Despite the widespread hype and reams of articles in technical and business journals alike, one question that still causes consternation amongst customers and practitioners alike is, “What is Service Oriented Architecture (SOA)”? If compiled, the answers to this question would fill copious volumes, but a consensus on an answer would be elusive. The reason the answer to this question doesn’t fit into the mold of a precise technical definition is due to the fact that SOA is mostly a business concept, hence it has to be defined in a business context. Yes there is a set of technologies and industry standards, whose widespread acceptance has enabled IT to support SOA; nonetheless the way to define SOA is in terms of business value to the customer. The architecture, approaches and patterns of Service Orientation help an enterprise to:
- Achieve agility
- Increase interoperability
- Increase business and technology alignment
- Increase Return on Investment (ROI)
- Avoid vendor lock-in
The SOA Manifesto is a great guiding beacon for SOA initiatives as it helps provide clarity and focus around the actual objectives. In our current project, issues with the software cost for the Enterprise Service Bus (ESB) component in our SOA architecture necessitated a rethink of strategy. As a consequence of the loosely couple architecture that we had created, we were able to replace the middleware layer with another component in under two weeks, without impacting the Presentation Layer or the Persistence Layer. This drove home the Agility and Vendor Diversification benefits of SOA to the customer. Despite this, a query was raised, is it SOA if there is no ESB? Yes it is SOA, the intent is to use the solution architecture to help the customer achieve business value rather than obsess over the rigid adherence to a technical strategy.

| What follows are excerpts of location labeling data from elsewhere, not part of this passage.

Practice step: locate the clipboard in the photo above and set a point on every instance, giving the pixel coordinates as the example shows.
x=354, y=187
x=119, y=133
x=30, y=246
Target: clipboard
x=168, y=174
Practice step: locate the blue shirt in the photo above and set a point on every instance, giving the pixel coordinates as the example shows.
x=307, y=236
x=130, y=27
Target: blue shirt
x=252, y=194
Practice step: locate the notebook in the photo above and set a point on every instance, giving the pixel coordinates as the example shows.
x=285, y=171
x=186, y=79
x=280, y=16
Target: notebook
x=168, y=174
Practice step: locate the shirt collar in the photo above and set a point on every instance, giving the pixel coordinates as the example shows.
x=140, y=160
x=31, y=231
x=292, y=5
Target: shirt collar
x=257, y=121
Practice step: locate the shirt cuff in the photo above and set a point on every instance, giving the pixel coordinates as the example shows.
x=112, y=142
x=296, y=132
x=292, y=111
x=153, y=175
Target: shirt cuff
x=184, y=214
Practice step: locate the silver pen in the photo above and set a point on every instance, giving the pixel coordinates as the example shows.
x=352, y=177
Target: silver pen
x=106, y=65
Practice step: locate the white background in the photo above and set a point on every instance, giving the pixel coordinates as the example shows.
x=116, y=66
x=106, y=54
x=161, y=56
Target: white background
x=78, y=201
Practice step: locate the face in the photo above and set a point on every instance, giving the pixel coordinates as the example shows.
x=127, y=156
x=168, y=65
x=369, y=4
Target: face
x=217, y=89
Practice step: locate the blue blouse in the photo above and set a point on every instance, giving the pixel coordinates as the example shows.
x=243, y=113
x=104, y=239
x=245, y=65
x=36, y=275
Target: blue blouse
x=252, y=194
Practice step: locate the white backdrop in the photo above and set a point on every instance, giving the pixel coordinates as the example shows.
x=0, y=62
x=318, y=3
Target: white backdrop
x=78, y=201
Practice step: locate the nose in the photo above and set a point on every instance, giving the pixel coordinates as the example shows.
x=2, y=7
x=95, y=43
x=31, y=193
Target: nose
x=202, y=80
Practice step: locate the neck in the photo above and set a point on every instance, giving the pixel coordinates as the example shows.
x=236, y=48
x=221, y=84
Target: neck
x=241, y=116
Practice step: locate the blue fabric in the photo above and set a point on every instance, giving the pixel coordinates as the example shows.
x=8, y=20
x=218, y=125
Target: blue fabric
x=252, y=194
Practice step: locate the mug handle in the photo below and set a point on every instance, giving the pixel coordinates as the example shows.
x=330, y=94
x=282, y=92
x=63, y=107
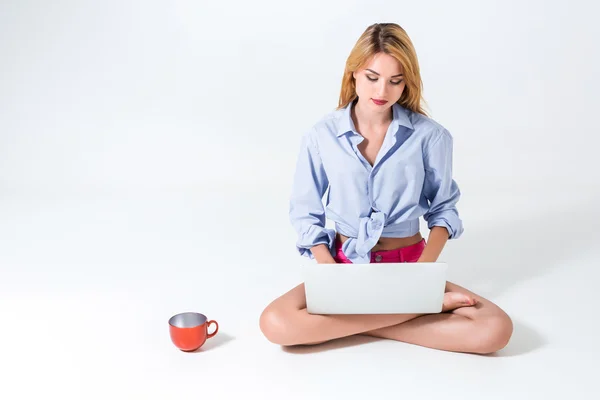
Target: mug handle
x=209, y=335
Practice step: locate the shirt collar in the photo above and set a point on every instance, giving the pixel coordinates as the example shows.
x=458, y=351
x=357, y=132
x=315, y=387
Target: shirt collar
x=400, y=117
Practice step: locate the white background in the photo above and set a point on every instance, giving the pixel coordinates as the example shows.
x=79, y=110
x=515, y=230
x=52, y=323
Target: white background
x=146, y=155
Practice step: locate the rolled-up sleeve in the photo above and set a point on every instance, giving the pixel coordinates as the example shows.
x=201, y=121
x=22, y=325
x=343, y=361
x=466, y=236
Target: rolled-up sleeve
x=307, y=213
x=440, y=189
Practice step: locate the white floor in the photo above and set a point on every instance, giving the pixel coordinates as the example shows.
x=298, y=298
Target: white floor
x=88, y=282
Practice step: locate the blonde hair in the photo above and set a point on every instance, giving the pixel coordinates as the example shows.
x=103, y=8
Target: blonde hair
x=391, y=39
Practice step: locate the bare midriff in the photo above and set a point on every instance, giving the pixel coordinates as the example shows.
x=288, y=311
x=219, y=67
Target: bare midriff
x=390, y=243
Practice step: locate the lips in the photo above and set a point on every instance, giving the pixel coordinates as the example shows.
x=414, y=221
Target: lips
x=379, y=102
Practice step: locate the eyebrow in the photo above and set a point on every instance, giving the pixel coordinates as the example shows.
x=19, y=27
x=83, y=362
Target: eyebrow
x=376, y=73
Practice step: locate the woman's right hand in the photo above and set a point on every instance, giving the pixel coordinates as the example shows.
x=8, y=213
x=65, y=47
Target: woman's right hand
x=322, y=255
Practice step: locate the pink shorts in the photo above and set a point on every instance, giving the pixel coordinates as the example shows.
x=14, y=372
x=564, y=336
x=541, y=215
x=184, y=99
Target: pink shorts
x=406, y=254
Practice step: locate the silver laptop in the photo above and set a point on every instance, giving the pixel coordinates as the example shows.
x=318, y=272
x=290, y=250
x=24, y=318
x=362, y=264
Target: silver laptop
x=386, y=288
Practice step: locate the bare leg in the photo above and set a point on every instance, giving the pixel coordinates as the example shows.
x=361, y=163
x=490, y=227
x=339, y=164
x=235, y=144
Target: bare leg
x=484, y=328
x=286, y=322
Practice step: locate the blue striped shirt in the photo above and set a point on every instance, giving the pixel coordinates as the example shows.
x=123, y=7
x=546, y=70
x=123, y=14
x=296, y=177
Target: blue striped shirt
x=410, y=178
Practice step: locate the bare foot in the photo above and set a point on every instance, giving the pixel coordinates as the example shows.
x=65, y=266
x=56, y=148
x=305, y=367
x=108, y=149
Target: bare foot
x=453, y=300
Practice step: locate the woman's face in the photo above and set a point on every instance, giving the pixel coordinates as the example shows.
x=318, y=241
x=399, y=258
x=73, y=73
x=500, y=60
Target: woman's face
x=381, y=79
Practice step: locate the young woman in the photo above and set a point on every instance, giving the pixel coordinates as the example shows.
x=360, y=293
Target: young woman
x=385, y=164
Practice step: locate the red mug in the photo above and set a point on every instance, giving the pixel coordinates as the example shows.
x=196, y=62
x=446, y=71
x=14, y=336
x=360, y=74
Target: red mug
x=189, y=330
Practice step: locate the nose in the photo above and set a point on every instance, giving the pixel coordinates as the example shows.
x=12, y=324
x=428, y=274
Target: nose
x=381, y=89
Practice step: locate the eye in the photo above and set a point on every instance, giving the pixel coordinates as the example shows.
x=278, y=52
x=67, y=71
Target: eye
x=375, y=79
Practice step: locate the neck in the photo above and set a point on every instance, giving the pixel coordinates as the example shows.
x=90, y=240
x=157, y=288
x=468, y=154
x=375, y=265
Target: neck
x=370, y=119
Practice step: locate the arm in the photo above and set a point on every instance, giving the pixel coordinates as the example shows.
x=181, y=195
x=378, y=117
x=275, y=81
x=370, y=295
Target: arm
x=442, y=193
x=438, y=236
x=307, y=213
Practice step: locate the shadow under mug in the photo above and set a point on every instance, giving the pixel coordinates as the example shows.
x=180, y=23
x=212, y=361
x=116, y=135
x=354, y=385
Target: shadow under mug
x=189, y=330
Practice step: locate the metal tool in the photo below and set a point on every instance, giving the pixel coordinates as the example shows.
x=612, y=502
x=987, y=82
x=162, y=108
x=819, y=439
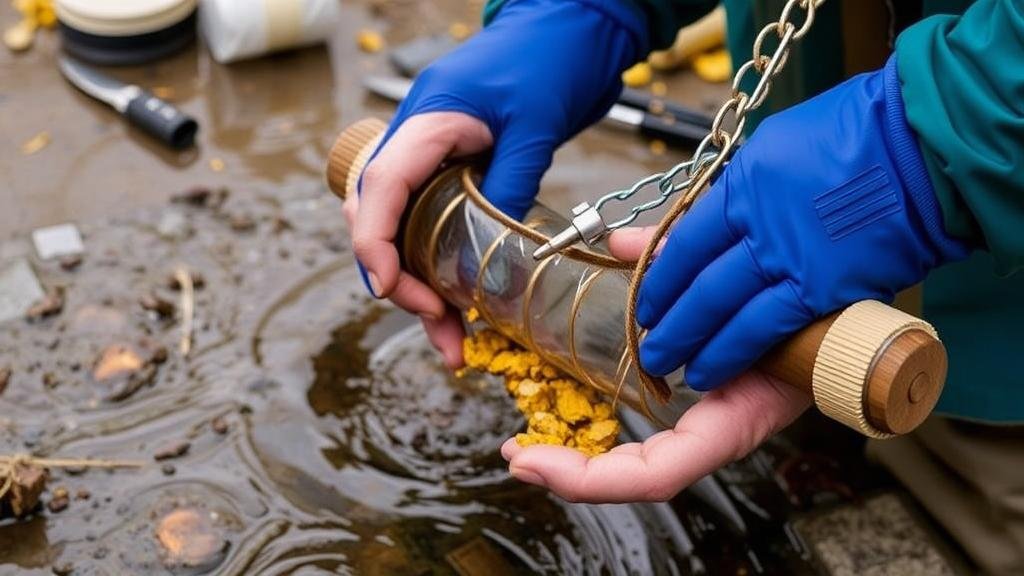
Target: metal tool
x=588, y=224
x=669, y=129
x=142, y=110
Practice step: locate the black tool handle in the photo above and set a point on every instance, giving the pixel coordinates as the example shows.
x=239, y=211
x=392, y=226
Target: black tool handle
x=672, y=132
x=650, y=103
x=162, y=121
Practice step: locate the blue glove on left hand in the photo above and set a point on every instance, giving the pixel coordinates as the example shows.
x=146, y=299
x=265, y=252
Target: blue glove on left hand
x=827, y=204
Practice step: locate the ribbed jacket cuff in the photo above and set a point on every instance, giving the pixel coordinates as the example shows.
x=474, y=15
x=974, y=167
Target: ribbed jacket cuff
x=910, y=164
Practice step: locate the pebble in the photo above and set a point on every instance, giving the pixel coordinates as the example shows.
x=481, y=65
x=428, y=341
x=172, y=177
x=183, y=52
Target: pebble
x=220, y=425
x=155, y=303
x=50, y=304
x=189, y=538
x=171, y=451
x=71, y=262
x=57, y=504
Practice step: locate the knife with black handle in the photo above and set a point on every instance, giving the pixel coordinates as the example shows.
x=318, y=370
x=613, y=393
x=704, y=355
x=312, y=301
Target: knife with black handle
x=140, y=108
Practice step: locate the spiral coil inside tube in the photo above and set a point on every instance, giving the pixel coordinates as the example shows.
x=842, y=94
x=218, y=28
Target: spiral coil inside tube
x=566, y=307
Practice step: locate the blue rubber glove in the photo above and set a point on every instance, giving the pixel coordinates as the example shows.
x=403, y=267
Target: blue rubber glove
x=541, y=72
x=828, y=203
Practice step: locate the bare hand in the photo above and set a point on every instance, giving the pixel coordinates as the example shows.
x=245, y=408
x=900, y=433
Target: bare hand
x=409, y=158
x=725, y=425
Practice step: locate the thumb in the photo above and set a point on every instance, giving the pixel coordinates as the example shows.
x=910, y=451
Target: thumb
x=513, y=178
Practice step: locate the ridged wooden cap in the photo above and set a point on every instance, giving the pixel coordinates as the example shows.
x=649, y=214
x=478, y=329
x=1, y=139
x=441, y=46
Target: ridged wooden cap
x=350, y=153
x=879, y=370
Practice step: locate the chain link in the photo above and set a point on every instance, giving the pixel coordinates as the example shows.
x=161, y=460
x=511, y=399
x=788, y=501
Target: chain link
x=721, y=140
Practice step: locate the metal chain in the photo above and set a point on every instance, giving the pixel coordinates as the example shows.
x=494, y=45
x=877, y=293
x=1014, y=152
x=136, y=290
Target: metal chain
x=588, y=223
x=739, y=104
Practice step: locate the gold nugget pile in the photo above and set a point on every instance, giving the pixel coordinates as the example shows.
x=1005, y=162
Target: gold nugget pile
x=558, y=410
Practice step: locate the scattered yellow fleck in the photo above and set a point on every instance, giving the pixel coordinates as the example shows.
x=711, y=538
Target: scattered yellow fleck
x=558, y=410
x=657, y=148
x=19, y=37
x=370, y=41
x=35, y=144
x=164, y=92
x=460, y=31
x=35, y=13
x=572, y=405
x=597, y=437
x=714, y=67
x=637, y=76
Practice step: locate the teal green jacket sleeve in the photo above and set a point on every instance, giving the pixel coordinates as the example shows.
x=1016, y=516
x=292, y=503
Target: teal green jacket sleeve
x=665, y=17
x=963, y=85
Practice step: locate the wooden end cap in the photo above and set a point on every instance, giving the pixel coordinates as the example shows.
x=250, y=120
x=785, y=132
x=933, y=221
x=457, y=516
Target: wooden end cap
x=905, y=381
x=350, y=153
x=879, y=370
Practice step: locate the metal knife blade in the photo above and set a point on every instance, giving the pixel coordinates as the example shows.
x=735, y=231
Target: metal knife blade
x=116, y=93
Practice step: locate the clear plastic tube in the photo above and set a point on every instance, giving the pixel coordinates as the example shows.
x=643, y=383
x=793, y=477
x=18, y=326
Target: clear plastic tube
x=568, y=311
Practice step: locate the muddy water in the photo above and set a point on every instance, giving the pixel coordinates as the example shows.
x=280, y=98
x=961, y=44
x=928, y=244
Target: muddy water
x=323, y=435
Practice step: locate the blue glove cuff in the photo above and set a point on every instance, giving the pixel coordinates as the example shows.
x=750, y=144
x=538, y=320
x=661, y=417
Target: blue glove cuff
x=623, y=13
x=910, y=163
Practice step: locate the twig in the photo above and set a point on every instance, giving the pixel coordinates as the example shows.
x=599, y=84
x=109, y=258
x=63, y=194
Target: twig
x=187, y=307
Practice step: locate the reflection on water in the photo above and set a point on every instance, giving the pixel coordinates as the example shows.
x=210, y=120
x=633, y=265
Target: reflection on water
x=323, y=433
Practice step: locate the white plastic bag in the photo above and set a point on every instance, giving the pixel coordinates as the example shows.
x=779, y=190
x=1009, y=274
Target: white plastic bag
x=237, y=30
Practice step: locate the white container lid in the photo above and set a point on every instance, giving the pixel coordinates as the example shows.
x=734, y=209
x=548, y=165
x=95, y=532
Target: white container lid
x=122, y=17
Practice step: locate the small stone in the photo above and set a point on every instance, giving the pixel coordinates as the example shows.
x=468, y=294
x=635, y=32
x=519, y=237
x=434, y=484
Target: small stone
x=280, y=224
x=189, y=538
x=174, y=450
x=174, y=225
x=243, y=222
x=55, y=241
x=198, y=281
x=197, y=196
x=50, y=304
x=71, y=262
x=220, y=425
x=26, y=488
x=158, y=305
x=118, y=360
x=57, y=504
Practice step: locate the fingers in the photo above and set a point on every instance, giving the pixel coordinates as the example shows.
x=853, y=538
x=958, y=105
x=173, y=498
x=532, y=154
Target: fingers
x=723, y=426
x=628, y=243
x=413, y=153
x=445, y=334
x=765, y=321
x=707, y=304
x=699, y=237
x=514, y=175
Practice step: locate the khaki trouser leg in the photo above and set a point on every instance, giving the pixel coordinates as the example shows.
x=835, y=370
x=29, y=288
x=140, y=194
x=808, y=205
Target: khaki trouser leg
x=970, y=477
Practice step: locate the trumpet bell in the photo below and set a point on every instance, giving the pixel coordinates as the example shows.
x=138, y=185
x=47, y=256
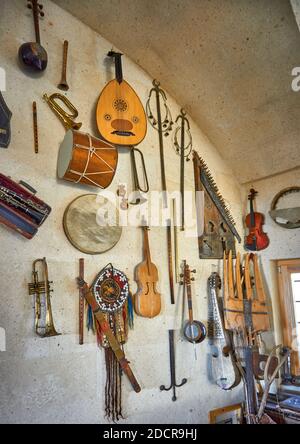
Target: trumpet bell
x=40, y=289
x=67, y=118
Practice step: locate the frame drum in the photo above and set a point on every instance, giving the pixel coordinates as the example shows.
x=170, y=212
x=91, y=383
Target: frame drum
x=85, y=159
x=91, y=224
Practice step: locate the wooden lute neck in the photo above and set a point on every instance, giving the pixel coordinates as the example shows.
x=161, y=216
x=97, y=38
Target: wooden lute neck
x=118, y=65
x=37, y=11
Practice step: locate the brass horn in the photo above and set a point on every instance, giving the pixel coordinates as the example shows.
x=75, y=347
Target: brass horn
x=67, y=118
x=44, y=325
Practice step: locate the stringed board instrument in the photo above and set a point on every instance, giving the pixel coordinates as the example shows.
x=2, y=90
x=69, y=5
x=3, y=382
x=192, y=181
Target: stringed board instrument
x=147, y=300
x=256, y=239
x=194, y=331
x=224, y=370
x=120, y=115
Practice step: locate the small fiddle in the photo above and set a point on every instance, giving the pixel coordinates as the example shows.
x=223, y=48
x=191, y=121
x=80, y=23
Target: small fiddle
x=147, y=300
x=256, y=239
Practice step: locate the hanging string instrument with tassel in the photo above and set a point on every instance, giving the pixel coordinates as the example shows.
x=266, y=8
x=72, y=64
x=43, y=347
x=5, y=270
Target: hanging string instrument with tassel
x=256, y=239
x=147, y=300
x=109, y=301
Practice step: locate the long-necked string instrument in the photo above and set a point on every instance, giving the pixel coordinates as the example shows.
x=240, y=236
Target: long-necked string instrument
x=184, y=149
x=173, y=384
x=163, y=125
x=147, y=300
x=32, y=55
x=194, y=331
x=224, y=370
x=246, y=314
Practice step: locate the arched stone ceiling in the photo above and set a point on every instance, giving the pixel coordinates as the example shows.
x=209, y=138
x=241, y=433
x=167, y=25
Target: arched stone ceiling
x=228, y=62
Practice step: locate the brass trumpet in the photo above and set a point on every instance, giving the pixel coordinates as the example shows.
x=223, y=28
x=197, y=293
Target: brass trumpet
x=66, y=118
x=44, y=325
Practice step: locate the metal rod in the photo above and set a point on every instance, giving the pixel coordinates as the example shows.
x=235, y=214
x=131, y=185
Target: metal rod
x=172, y=368
x=161, y=144
x=35, y=128
x=81, y=301
x=170, y=261
x=182, y=156
x=177, y=277
x=63, y=83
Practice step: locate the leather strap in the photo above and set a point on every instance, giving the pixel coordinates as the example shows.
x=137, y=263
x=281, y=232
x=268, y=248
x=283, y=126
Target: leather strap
x=115, y=346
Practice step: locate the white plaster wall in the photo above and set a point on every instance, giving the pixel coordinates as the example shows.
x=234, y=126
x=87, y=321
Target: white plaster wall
x=284, y=243
x=55, y=379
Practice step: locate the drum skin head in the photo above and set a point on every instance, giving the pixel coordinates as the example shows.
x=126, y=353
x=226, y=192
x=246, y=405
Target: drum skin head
x=91, y=224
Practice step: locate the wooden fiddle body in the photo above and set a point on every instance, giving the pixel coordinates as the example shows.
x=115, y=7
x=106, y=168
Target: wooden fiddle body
x=256, y=239
x=147, y=300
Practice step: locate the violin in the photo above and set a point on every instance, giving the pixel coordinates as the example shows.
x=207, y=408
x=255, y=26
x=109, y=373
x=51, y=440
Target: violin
x=147, y=300
x=256, y=239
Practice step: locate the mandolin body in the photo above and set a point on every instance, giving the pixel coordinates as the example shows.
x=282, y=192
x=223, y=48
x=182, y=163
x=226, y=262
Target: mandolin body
x=256, y=239
x=120, y=115
x=194, y=332
x=147, y=301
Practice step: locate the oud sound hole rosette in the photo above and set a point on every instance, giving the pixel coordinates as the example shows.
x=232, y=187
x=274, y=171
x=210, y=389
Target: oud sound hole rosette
x=120, y=105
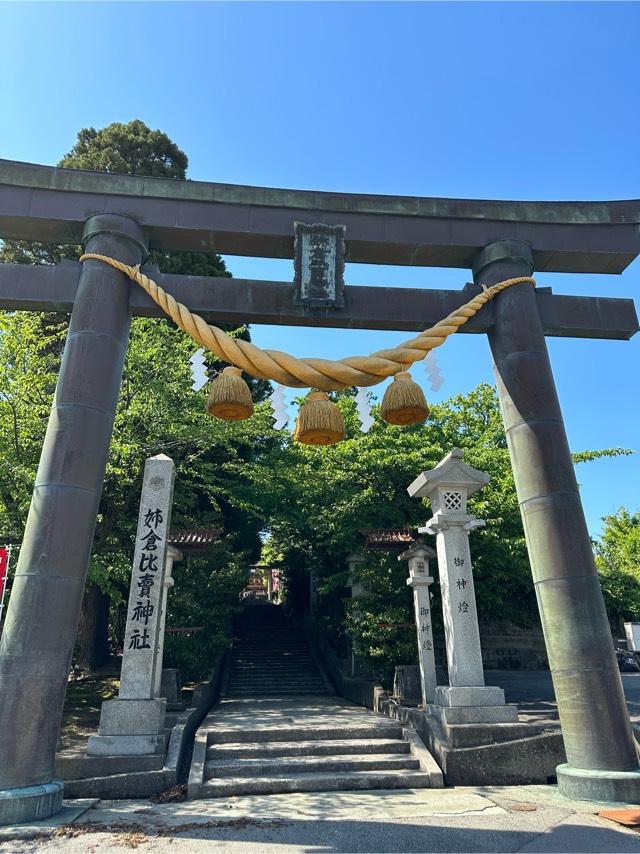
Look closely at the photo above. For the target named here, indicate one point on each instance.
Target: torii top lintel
(52, 204)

With the same customer, “Integration Spaghetti” prevailed in the IT enterprise, where custom ungoverned point-to-point integration existed between stove-piped systems. As we created a proposed SOA Roadmap, one of the first tasks was to use a Service Oriented approach to Integration (SOI) to help reduce the integration “clutter” by using standards based Data Services. As I pointed out in my recent article at SOAInstitute.org[2], SOA purists might split hairs on how SOI is not SOA, but evolutionary refinement is better than insisting on initial perfection. Hence for a customer, SOA should be defined in terms of the benefits that will accrue to them, not just in terms of the how many layers of a SOA Reference Model are implemented.
Barely had the effects of SOA started percolating within Enterprises, than the buzzword wagon moved on to the “cloud”. Cloud is now becoming the new SOA, with same level of ambiguity surrounding its definition. Besides this common vagueness, SOA and cloud are interconnected, with SOA acting as an enabler for cloud. Cloud is a target platform for deploying SOA where reusable services are provisioned. In my opinion SOA and cloud are joined at the hip and there are many connection points between them. If enterprises jump to the cloud without having a Service Oriented enterprise, they risk creating more silos in the cloud.
According to the OASIS SOA Reference Model, interaction with Services produces real world effects i.e. changes to the world’s state. Extending this thought, as an enterprise rolls out SOA, it should produce positive real world changes to the enterprise.